June 12, 2019, Washington, DC – This spring, flooding left farm fields across the Midwest under water. Meanwhile, growers across the Southeast are continuing the hard work to recover from devastating hurricanes and tropical storms. In California, farmers and ranchers are still dealing with the aftermath of last year’s record-breaking wildfires intensified by increasingly warm and dry weather.
Today, OFRF’s Executive Director, Brise Tencer, had the honor of appearing before the Subcommittee on Biotechnology, Horticulture, and Research of the House Committee on Agriculture to discuss issues of resiliency and risk in agriculture. Tencer spoke about the need for integrated research, education, and outreach to provide farmers with the tools, technology, and support they need to build healthy resilient farming systems that can withstand climate change and steward the land for future generations.

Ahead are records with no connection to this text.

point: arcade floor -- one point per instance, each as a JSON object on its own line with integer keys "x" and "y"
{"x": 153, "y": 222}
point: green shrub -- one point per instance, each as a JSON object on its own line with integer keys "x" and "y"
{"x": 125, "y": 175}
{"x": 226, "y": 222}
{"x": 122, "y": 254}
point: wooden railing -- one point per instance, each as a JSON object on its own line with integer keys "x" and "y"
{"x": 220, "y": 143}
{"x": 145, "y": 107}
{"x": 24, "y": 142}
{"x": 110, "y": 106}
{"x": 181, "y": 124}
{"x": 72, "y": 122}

Sustainable organic systems that maintain higher soil organic matter and biological activity, improve moisture infiltration and storage, and foster efficient nutrient cycling result in greater yield stability in the face of weather extremes and other stresses. Healthy soils have good structure (tilth), which allows them to absorb and hold moisture, drain well, maintain adequate aeration, and foster deep, healthy crop root systems. Such soils sustain crops through dry spells, require less irrigation water, and undergo less ponding, runoff, and erosion during heavy rains.
These are challenging times for the people who grow our food. We urge Congress and USDA to ensure federal programs that include research, education, extension, and program implementation support organic producers and other farmers and ranchers that seek to integrate organic practices into their operations.